Tuesday, February 1, 2011
Heart Failure in Dogs
Please, don’t disregard early signs!
Most heart failure cases affect old dogs. Coughing is often the first sign that a dog is developing heart failure. It may start with the dog having a soft, throat clearing cough barely noticeable a few times a day. As it progresses the cough becomes more frequent and intense and begins occurring at night or on awakening from sleep. In later stages of disease coughing becomes violent, persistent, and the dog coughs up white froth. Coughing is a sign of serious trouble that signifies blood is stagnating in the lungs and its fluid is collection in airways.
Exercise intolerance is another sign of heart failure. The dog doesn’t want to go on long walks, it walks slowly, or it has to rest during a walk. This also is a sign of serious heart failure. Because of fluid in lung airways the blood is not well oxygenated, or the pumping action of the heart is compromised. In either case the dog is not getting enough oxygen to its tissues to perform normally.

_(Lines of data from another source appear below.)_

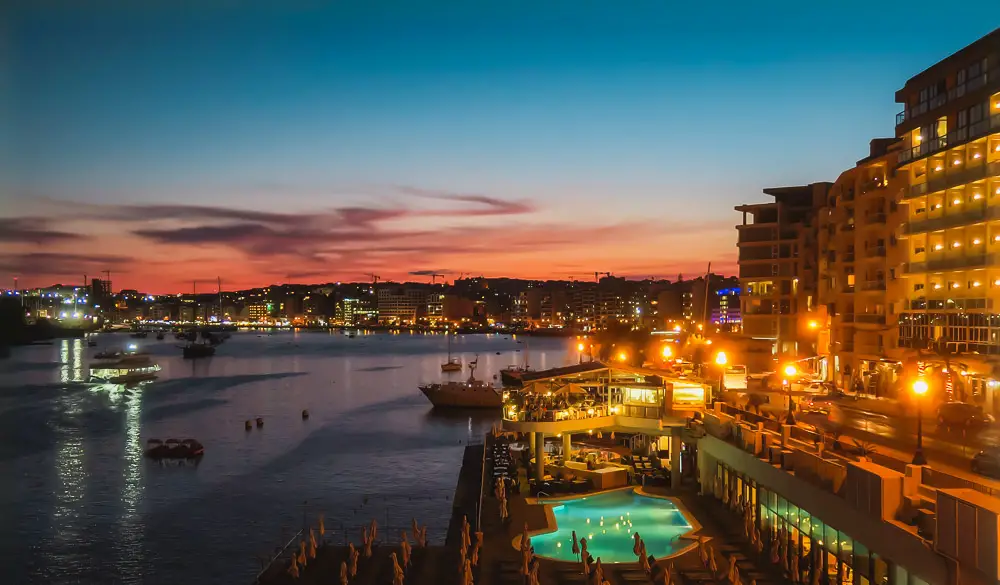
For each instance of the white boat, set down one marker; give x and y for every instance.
(472, 393)
(453, 364)
(127, 370)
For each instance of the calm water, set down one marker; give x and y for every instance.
(608, 522)
(80, 504)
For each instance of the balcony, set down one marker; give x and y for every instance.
(953, 138)
(871, 319)
(972, 84)
(972, 261)
(952, 220)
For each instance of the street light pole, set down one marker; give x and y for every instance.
(919, 389)
(790, 372)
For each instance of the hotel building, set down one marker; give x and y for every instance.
(778, 262)
(858, 268)
(950, 158)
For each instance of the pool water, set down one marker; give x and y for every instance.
(608, 522)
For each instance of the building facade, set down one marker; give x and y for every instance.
(778, 263)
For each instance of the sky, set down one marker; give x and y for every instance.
(306, 141)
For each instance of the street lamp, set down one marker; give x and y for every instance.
(790, 372)
(721, 360)
(919, 389)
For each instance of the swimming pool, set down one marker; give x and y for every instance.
(608, 522)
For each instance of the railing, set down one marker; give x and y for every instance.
(953, 138)
(952, 220)
(973, 261)
(872, 319)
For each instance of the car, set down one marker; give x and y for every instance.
(987, 462)
(962, 414)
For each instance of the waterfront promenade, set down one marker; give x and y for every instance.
(500, 563)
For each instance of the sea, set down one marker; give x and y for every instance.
(79, 502)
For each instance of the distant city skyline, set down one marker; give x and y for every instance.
(265, 145)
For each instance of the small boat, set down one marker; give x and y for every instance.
(472, 393)
(453, 364)
(174, 449)
(198, 350)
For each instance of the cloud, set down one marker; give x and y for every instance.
(489, 205)
(54, 264)
(32, 230)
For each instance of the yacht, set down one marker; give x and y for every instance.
(127, 369)
(472, 393)
(453, 364)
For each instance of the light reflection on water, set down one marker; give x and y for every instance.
(83, 505)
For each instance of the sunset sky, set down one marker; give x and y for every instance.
(167, 141)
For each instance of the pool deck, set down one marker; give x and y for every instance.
(500, 561)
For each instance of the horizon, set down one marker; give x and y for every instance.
(323, 143)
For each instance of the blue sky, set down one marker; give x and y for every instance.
(596, 113)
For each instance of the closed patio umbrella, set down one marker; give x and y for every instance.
(352, 556)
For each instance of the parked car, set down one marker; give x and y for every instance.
(987, 462)
(962, 414)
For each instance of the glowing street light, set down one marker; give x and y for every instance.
(919, 390)
(790, 372)
(721, 360)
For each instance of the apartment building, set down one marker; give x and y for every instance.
(859, 270)
(950, 135)
(778, 262)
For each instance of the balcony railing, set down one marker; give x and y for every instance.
(971, 84)
(953, 138)
(871, 319)
(978, 214)
(972, 261)
(956, 178)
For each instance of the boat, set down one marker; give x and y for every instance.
(198, 350)
(453, 364)
(512, 375)
(472, 393)
(174, 449)
(128, 369)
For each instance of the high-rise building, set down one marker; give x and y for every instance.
(859, 267)
(778, 257)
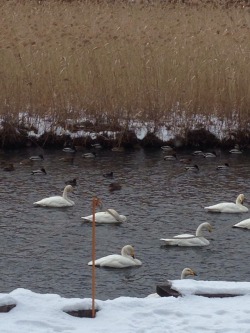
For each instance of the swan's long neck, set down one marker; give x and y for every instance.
(127, 252)
(239, 201)
(199, 230)
(65, 194)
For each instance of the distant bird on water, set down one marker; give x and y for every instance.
(71, 182)
(108, 175)
(41, 171)
(9, 167)
(37, 158)
(114, 187)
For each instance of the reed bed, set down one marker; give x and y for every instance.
(111, 62)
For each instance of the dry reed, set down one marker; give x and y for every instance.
(113, 61)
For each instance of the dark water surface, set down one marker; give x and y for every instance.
(47, 249)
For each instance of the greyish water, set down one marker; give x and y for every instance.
(47, 250)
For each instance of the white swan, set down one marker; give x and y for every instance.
(57, 201)
(110, 216)
(41, 171)
(245, 224)
(125, 259)
(37, 158)
(187, 272)
(89, 155)
(229, 207)
(192, 168)
(210, 155)
(172, 157)
(223, 167)
(190, 240)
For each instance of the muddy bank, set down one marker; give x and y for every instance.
(13, 137)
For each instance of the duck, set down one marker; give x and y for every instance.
(245, 224)
(225, 166)
(26, 162)
(185, 160)
(110, 216)
(172, 157)
(118, 149)
(96, 146)
(109, 174)
(114, 187)
(70, 150)
(9, 167)
(89, 155)
(167, 148)
(123, 260)
(190, 240)
(71, 182)
(69, 159)
(187, 272)
(198, 153)
(37, 158)
(210, 155)
(41, 171)
(57, 201)
(229, 207)
(192, 168)
(235, 150)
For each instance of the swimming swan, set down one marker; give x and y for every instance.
(57, 201)
(187, 272)
(190, 240)
(41, 171)
(229, 207)
(125, 259)
(110, 216)
(245, 224)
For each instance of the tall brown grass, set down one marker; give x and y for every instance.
(113, 61)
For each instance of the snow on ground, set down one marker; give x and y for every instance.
(45, 313)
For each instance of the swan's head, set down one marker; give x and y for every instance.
(114, 187)
(240, 199)
(69, 188)
(119, 218)
(206, 226)
(128, 250)
(187, 272)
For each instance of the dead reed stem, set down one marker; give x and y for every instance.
(120, 60)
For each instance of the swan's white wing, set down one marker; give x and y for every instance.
(104, 217)
(116, 261)
(186, 240)
(243, 224)
(184, 236)
(56, 201)
(226, 207)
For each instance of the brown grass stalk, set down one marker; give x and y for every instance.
(113, 61)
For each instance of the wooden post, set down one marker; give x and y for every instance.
(95, 203)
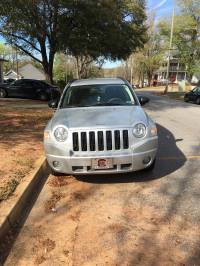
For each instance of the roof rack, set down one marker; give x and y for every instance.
(123, 79)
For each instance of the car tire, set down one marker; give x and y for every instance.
(198, 101)
(3, 93)
(42, 97)
(53, 172)
(151, 166)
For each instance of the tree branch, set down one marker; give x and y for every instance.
(28, 53)
(23, 39)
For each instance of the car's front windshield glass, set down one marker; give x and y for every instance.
(98, 95)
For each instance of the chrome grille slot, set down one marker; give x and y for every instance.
(92, 140)
(109, 140)
(125, 139)
(75, 141)
(83, 141)
(100, 140)
(117, 140)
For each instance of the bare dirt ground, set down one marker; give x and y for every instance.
(147, 219)
(21, 133)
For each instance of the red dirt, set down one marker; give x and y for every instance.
(21, 136)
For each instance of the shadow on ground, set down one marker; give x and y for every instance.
(169, 159)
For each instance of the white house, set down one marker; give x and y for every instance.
(1, 69)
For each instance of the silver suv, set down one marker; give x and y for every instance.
(99, 127)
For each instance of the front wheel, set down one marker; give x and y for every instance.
(3, 93)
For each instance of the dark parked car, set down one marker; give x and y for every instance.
(8, 81)
(29, 88)
(193, 96)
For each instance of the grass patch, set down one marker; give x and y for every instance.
(176, 95)
(8, 190)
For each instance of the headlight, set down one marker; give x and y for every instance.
(60, 134)
(139, 130)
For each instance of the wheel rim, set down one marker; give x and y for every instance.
(2, 93)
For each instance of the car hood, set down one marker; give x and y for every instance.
(94, 117)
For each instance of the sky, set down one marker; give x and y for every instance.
(162, 8)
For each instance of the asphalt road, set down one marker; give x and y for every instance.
(136, 219)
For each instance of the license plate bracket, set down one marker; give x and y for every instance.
(102, 163)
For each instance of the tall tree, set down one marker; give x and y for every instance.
(89, 29)
(146, 61)
(186, 35)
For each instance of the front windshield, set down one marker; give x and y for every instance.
(98, 95)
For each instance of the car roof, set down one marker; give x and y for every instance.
(82, 82)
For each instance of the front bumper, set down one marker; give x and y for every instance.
(82, 165)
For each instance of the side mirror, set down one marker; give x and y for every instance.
(143, 100)
(53, 103)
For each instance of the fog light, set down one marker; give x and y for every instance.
(56, 164)
(146, 160)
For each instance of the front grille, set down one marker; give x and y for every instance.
(100, 140)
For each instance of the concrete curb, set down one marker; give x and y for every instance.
(16, 213)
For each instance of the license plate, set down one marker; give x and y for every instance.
(103, 163)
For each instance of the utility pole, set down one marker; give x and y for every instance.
(170, 48)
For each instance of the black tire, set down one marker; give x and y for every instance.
(151, 166)
(198, 101)
(3, 93)
(42, 97)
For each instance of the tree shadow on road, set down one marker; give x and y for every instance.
(169, 159)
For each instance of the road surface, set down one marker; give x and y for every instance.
(125, 220)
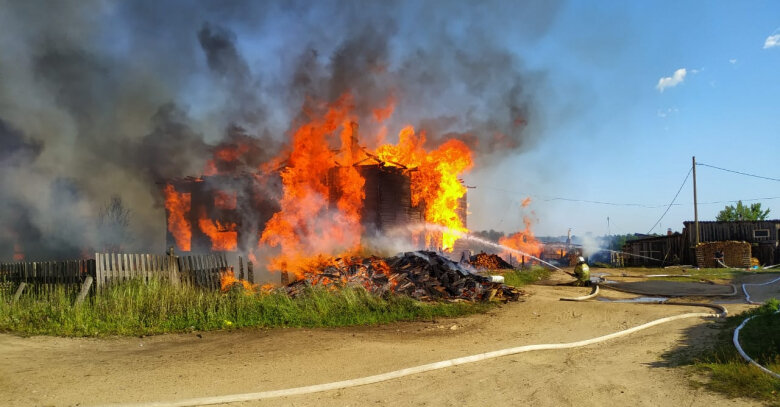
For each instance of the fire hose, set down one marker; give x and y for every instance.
(735, 338)
(202, 401)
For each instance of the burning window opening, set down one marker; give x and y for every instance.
(320, 200)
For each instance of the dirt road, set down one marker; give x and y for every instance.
(631, 370)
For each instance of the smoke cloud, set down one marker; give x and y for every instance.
(100, 100)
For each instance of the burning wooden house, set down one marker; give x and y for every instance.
(227, 213)
(218, 213)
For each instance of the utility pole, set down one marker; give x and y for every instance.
(695, 206)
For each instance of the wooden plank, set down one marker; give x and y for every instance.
(100, 270)
(113, 273)
(127, 273)
(84, 290)
(18, 292)
(144, 267)
(210, 271)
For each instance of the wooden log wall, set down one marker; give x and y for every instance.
(45, 278)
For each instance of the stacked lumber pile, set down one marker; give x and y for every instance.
(485, 261)
(422, 275)
(735, 254)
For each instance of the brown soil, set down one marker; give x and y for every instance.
(633, 370)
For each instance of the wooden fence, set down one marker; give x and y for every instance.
(117, 267)
(203, 270)
(45, 277)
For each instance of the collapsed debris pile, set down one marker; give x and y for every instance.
(422, 275)
(485, 261)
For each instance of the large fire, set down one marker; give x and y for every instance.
(435, 182)
(523, 240)
(224, 236)
(178, 207)
(311, 220)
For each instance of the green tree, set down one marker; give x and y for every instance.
(742, 212)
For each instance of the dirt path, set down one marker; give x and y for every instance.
(625, 371)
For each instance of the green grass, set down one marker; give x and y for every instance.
(760, 338)
(518, 278)
(135, 308)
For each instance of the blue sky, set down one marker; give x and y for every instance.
(612, 135)
(119, 88)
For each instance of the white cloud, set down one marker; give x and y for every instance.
(663, 113)
(671, 81)
(772, 41)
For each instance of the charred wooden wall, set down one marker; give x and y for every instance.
(655, 251)
(243, 200)
(764, 237)
(388, 201)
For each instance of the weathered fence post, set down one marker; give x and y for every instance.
(84, 290)
(18, 293)
(173, 268)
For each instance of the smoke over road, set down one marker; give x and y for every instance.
(100, 99)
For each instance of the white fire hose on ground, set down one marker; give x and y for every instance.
(202, 401)
(735, 338)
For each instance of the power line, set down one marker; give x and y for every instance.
(644, 206)
(673, 199)
(738, 172)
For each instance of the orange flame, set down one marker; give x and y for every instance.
(224, 236)
(227, 279)
(435, 181)
(178, 207)
(18, 252)
(225, 200)
(383, 113)
(523, 240)
(305, 225)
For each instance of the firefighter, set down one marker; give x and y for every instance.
(582, 272)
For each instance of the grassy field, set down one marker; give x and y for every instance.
(135, 308)
(519, 278)
(760, 339)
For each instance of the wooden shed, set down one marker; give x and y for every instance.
(763, 235)
(655, 251)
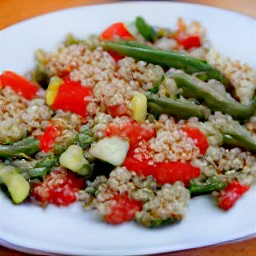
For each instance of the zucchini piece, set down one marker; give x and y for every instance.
(73, 159)
(110, 149)
(16, 184)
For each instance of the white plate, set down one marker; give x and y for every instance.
(75, 232)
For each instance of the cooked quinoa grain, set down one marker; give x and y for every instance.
(93, 100)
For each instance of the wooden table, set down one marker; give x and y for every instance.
(12, 11)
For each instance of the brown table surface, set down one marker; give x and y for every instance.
(12, 11)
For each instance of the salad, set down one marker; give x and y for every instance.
(132, 123)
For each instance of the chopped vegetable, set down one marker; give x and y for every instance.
(210, 185)
(110, 149)
(20, 149)
(163, 172)
(68, 96)
(180, 109)
(166, 59)
(194, 87)
(189, 41)
(145, 29)
(74, 160)
(58, 187)
(116, 31)
(138, 106)
(16, 184)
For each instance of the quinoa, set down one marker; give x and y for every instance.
(155, 141)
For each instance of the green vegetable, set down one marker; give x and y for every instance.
(206, 187)
(181, 109)
(112, 150)
(85, 138)
(193, 87)
(155, 89)
(16, 184)
(145, 29)
(20, 149)
(166, 59)
(36, 169)
(74, 160)
(72, 40)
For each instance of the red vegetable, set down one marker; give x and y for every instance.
(163, 172)
(132, 131)
(193, 41)
(116, 31)
(47, 140)
(59, 187)
(198, 136)
(117, 110)
(123, 209)
(230, 194)
(19, 84)
(72, 96)
(187, 41)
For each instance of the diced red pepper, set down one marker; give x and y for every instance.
(47, 140)
(19, 84)
(132, 131)
(163, 172)
(198, 136)
(230, 194)
(116, 31)
(74, 97)
(59, 187)
(123, 209)
(187, 41)
(193, 41)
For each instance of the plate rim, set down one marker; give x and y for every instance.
(70, 9)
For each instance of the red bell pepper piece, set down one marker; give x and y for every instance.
(116, 31)
(19, 84)
(59, 187)
(230, 194)
(163, 172)
(187, 41)
(47, 140)
(198, 136)
(117, 110)
(72, 96)
(192, 41)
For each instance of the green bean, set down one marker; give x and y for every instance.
(145, 29)
(37, 168)
(194, 87)
(181, 109)
(165, 59)
(210, 185)
(20, 149)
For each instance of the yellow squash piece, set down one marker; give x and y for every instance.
(52, 90)
(138, 106)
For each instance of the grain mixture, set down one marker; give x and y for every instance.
(112, 123)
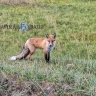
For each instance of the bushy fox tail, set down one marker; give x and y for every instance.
(22, 55)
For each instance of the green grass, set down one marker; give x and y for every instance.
(75, 26)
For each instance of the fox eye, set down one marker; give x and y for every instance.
(53, 40)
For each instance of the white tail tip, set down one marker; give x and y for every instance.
(12, 58)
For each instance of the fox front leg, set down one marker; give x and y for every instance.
(47, 56)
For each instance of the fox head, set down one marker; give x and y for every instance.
(51, 40)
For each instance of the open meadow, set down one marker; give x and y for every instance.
(72, 71)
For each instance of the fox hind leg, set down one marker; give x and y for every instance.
(47, 56)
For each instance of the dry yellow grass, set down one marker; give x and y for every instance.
(16, 2)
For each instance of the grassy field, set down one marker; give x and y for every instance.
(73, 64)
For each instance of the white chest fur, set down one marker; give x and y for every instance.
(48, 47)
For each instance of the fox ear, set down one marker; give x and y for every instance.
(47, 35)
(54, 35)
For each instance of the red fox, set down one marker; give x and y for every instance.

If your dog starts to show these signs. Don’t wait! Get it to your veterinarian. A heart check should be part of your dog’s annual exam. Be sure to ask your veterinarian for one.
With treatment most cases of heart failure can be stopped if diagnosed early enough and the dog can return to a normal active life and live for a long time. But, your veterinarian will need to know about the signs you have seen. Then he will have to determine what type of heart disease your dog has and how best to stop degeneration of the heart muscle, improve its pumping capability, and get excess fluid out of the lungs.